China, Canada and the US – The Italian music industry looks overseas
Second spotlight on Hit Week 2012: this time it’s about Italian music.
No doubt Subsonica, Negrita and Emma Re would have gathered all the Italians in Los Angeles. But behind the successful live shows there is a more important project that aims at promoting a well selected group of artists, that don’t “fit” the Italian mainstream, abroad. It’s both a cultural and a marketing operation that looks at China, Canada and the US.
The Italian music market alone can’t guarantee the return on investments; moreover, it’s time to show that the Italian cultural ferment is more alive than ever. But what are the chances to become competitive in the global market if, in all the cities hit by the Festival, the majority of the audience was Italian? “It’s a long but normal process”, says Max Casacci (Subsonica). “It happened in the past with different music genres. Latin music, Reggae music, were initially exported and enjoyed by migrants, before reaching a wider audience”.
Then we wonder if, when facing foreign audiences, the Italian language becomes a barrier or a characterizing feature. “The Italian language is one thing with the band,” continues Max. “In the Nineties many Italians chose to sing in English to resemble English or American bands. Then, a new generation of musicians came out from the underground scene: Afterhours, Marlene Kuntz, Casino Royale and also Subsonica… They tried to combine elements of the urban reality with the unique Italian poetics. These bands lasted long; they accepted a challenge and they won it. We shouldn’t be worried of using our own language.”
So what are the countries that are more likely to open the doors to the contemporary Italian music scene? “Far East is definitely an interesting market, and South America is still a good partner” says Enzo Mazza (FIMI President). “North America is the hardest territory to win, for the huge variety of music it produces and for the high standards; but if we make it, it can give excellent results, and Hit Week is working towards that direction”.
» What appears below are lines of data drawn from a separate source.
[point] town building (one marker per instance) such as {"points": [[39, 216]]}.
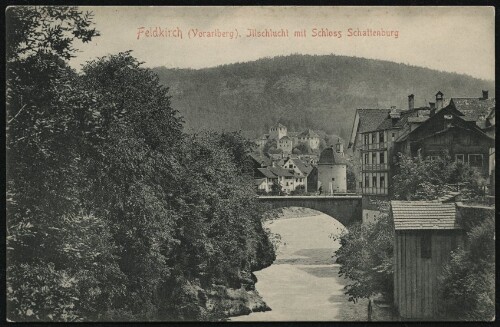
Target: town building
{"points": [[253, 162], [379, 134], [449, 130], [277, 131], [264, 180], [332, 171], [310, 138], [425, 234], [301, 171], [261, 141], [285, 144]]}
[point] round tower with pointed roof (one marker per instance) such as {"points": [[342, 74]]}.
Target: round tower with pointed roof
{"points": [[277, 131], [332, 171]]}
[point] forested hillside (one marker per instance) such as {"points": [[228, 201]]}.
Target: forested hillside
{"points": [[303, 91]]}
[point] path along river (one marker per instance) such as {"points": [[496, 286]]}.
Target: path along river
{"points": [[303, 283]]}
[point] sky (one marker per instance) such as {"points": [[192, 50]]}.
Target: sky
{"points": [[453, 39]]}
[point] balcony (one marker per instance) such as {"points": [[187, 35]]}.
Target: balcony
{"points": [[374, 146], [377, 167]]}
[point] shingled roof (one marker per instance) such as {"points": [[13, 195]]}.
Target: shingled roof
{"points": [[278, 171], [473, 108], [421, 215], [305, 168], [266, 172], [308, 133], [330, 157]]}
Hit Week is produced by Francesco Del Maro for Music Experience Roma Italy and Mela Inc. Los Angeles, with the support of NIAF and The Rhythm Foundation Miami. The Festival is promoted by The Italian Ministry of Economic Development, The Italian Federation of Music Industry, The Puglia Region and The Italian Trade Commission in Los Angeles, and is presented under the auspices of the Consulate General of Italy in Los Angeles, in collaboration with the IIC Los Angeles.